Emotional stress is associated with future cardiovascular events. However, the mechanistic linkage of brain emotional neural activity with acute plaque instability is not fully elucidated. We aimed to prospectively estimate the relationship between brain amygdalar activity (AmygA), arterial inflammation (AI), and macrophage haematopoiesis (HEMA) in acute myocardial infarction (AMI) as compared with controls.

18F-fluorodeoxyglucose positron emission tomography/computed tomography (18F-FDG-PET/CT) imaging was performed within 45 days of the index episode in 62 patients (45 with AMI, mean 60.0 years, 84.4% male; 17 controls, mean 59.6 years, 76.4% male). In 10 patients of the AMI group, serial 18F-FDG-PET/CT imaging was performed after 6 months to estimate the temporal changes. The signals were compared using a customized 3D-rendered PET reconstruction. AmygA, carotid AI, and HEMA were significantly higher in AMI patients compared with controls.
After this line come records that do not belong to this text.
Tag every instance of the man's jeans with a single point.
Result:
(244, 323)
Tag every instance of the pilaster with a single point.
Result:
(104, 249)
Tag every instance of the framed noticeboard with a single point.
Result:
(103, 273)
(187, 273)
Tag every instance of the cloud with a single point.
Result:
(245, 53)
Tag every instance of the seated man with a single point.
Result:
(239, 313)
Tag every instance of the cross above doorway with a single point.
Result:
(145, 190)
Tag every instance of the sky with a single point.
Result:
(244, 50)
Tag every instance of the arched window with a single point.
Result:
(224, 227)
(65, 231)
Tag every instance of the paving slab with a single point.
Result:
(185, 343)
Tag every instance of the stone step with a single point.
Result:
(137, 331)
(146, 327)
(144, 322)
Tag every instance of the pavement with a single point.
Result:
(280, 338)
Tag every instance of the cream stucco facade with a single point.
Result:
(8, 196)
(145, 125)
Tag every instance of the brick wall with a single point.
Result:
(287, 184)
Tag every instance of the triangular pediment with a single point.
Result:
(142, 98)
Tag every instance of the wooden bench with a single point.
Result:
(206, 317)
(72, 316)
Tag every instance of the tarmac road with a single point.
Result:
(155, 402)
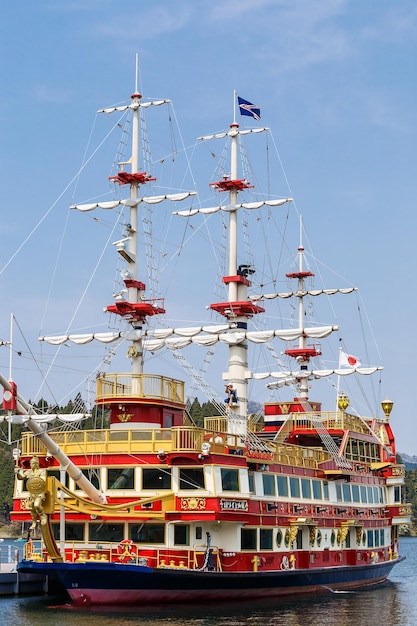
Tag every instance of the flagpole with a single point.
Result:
(234, 106)
(338, 378)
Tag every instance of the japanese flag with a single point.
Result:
(347, 360)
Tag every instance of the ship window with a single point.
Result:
(93, 476)
(230, 479)
(156, 478)
(346, 493)
(265, 538)
(110, 532)
(73, 531)
(191, 478)
(316, 484)
(269, 484)
(147, 533)
(294, 487)
(248, 539)
(120, 478)
(305, 488)
(355, 493)
(282, 483)
(182, 535)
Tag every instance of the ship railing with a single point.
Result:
(137, 386)
(169, 440)
(330, 420)
(136, 554)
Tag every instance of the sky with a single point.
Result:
(336, 83)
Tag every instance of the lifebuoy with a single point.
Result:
(285, 564)
(126, 548)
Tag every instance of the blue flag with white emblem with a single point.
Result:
(247, 108)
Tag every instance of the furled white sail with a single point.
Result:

AmygA correlated significantly with those of the carotid artery, aorta, and bone marrow. Psychological stress scales (PHQ-9 and PSS-10) and AmygA assessed by PET/CT imaging correlated well. Six-month after AMI, AmygA, carotid AI, and HEMA decreased to a level comparable with the controls.

Conclusively, AmygA, AI, and HEMA were concordantly enhanced in patients with AMI, showing concurrent dynamic changes over time. These results raise the possibility that stress-associated neurobiological activity is linked with acute plaque instability via augmented macrophage activity and could be a potential therapeutic target for plaque inflammation in AMI.